O presidente do Governo Regional dos Açores, Vasco Cordeiro, salientou este sábado a importância de ter em conta os interesses das comunidades piscatórias açorianas na discussão sobre as alterações climáticas e a preservação dos oceanos. Sublinhando que “não há uma oposição” entre aqueles que têm de se preocupar com o salário ao fim do mês e os que se preocupam com o futuro do planeta, Vasco Cordeiro assinalou que falta “sermos capazes de evidenciar que há um valor económico” na preservação da natureza.

Numa palestra no encontro “O Futuro do Planeta”, que decorre este fim de semana em Lisboa promovido pela Fundação Francisco Manuel dos Santos e pela Fundação Oceano Azul, Vasco Cordeiro disse que os pescadores e todos aqueles que dependem dos oceanos para terem o seu sustento “também reconhecem as ameaças” e também “dão valor a ações, a elementos e a valores como a proteção do ambiente e a preocupação com o oceano”. É necessário, continuou, que “quem se preocupa com o fim do mês” saiba que “tem algo a ganhar” se se empenhar na proteção do planeta.

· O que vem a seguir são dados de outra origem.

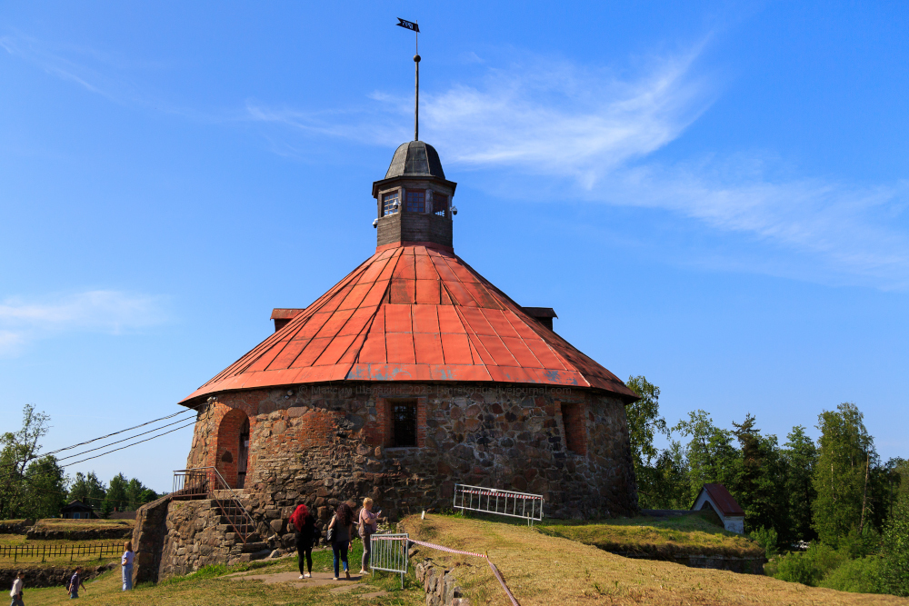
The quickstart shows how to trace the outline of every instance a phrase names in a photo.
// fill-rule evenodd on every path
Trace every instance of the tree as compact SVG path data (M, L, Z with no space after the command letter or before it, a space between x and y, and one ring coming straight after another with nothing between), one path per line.
M137 510L142 505L151 502L158 498L157 493L150 488L146 488L141 482L133 478L126 484L126 501L129 510Z
M813 483L817 466L817 448L805 434L804 427L796 425L786 436L782 457L785 473L785 493L789 520L781 529L781 542L811 541L817 537L812 518L812 503L817 496Z
M107 496L105 499L105 503L110 503L111 511L125 512L130 509L126 494L128 485L129 481L122 472L111 479L107 484Z
M863 418L852 402L818 415L814 525L820 540L834 546L853 529L861 530L868 513L868 478L871 466L877 464L877 453Z
M98 480L95 472L89 472L88 475L84 475L82 472L76 472L75 480L69 489L70 501L81 501L86 505L98 508L107 494L107 487Z
M25 404L22 409L22 428L0 436L0 519L10 520L25 514L25 472L38 458L41 450L38 441L47 433L48 421L50 417L46 414L36 412L32 404Z
M654 446L654 438L657 432L669 435L666 422L660 416L660 388L648 382L644 375L629 377L626 384L641 396L640 400L625 407L632 461L634 464L634 477L637 479L638 502L645 508L659 508L664 497L658 492L666 488L660 482L670 472L668 459L662 460L662 470L658 471L651 466L658 454Z
M66 504L66 476L54 455L29 463L25 493L25 517L39 520L60 515L60 508Z
M628 377L625 383L641 399L625 406L628 419L628 435L631 442L632 459L634 470L650 465L656 456L654 446L656 432L669 435L665 420L660 416L660 388L648 382L643 374Z
M881 591L909 597L909 494L900 495L884 531Z
M674 440L669 448L660 451L653 467L644 467L648 493L642 503L647 509L688 509L691 507L691 488L688 481L688 461L682 444ZM638 480L638 482L641 482Z
M689 503L704 484L733 485L741 467L741 456L733 445L732 432L716 427L710 415L702 410L689 412L688 419L679 421L673 431L691 438L684 450L689 470L686 499Z

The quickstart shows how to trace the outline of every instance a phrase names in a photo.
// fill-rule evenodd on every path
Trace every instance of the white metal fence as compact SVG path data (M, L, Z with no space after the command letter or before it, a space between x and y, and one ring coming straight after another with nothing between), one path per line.
M397 572L401 575L401 589L404 589L404 577L407 574L407 534L374 534L370 538L369 566L375 571Z
M526 520L528 524L543 520L543 495L495 488L454 484L454 509L496 513Z

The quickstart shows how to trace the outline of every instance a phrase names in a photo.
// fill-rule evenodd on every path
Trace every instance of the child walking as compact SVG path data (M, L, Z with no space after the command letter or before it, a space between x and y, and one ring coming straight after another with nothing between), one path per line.
M85 589L85 583L82 582L82 566L76 566L75 571L73 572L73 576L70 577L69 585L66 586L66 591L69 591L69 599L75 600L79 597L79 588Z
M120 558L120 569L123 571L123 591L128 591L133 589L133 560L135 559L135 553L133 551L132 541L127 541L123 547L126 551Z
M290 516L290 521L296 529L296 558L300 565L300 578L306 579L313 576L313 547L318 542L315 530L315 518L310 513L309 508L305 505L297 505L294 513ZM309 569L307 572L303 565Z
M15 574L15 581L13 581L13 590L9 592L9 597L13 598L13 601L9 602L9 606L25 606L25 602L22 601L22 587L25 584L25 573L23 571L19 571Z

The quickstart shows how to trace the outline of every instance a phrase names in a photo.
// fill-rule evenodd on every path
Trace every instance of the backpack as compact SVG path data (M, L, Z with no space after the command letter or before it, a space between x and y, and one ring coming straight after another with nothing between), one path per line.
M337 516L334 516L332 518L332 520L335 521L335 524L338 522ZM333 542L335 542L335 527L331 526L328 529L328 531L325 533L325 542L327 542L327 543L333 543Z

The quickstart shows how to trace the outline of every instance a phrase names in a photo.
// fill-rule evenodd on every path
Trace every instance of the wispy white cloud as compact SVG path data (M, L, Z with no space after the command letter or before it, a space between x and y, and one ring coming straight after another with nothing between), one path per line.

Questionado por um membro da plateia sobre como se conjugam os interesses dos trabalhadores locais com o trabalho de preservação do oceano, Vasco Cordeiro respondeu com um exemplo, destacando que a atividade de whale watching [observação de baleias] rende “muito mais” do que alguma vez rendeu ou renderá a caça à baleia. Nada do que se faça, disse, “vale se não tivermos nos pescadores, mas não só, os primeiros defensores desse processo”. “Certamente que os preocupa também a escassez de recursos. No fim do dia, eu preciso de ter uma resposta para aquele pescador: ‘Não é pelo facto de te preocupares com isso [a preservação do oceano] que deixarás de ter o pão em cima da mesa.”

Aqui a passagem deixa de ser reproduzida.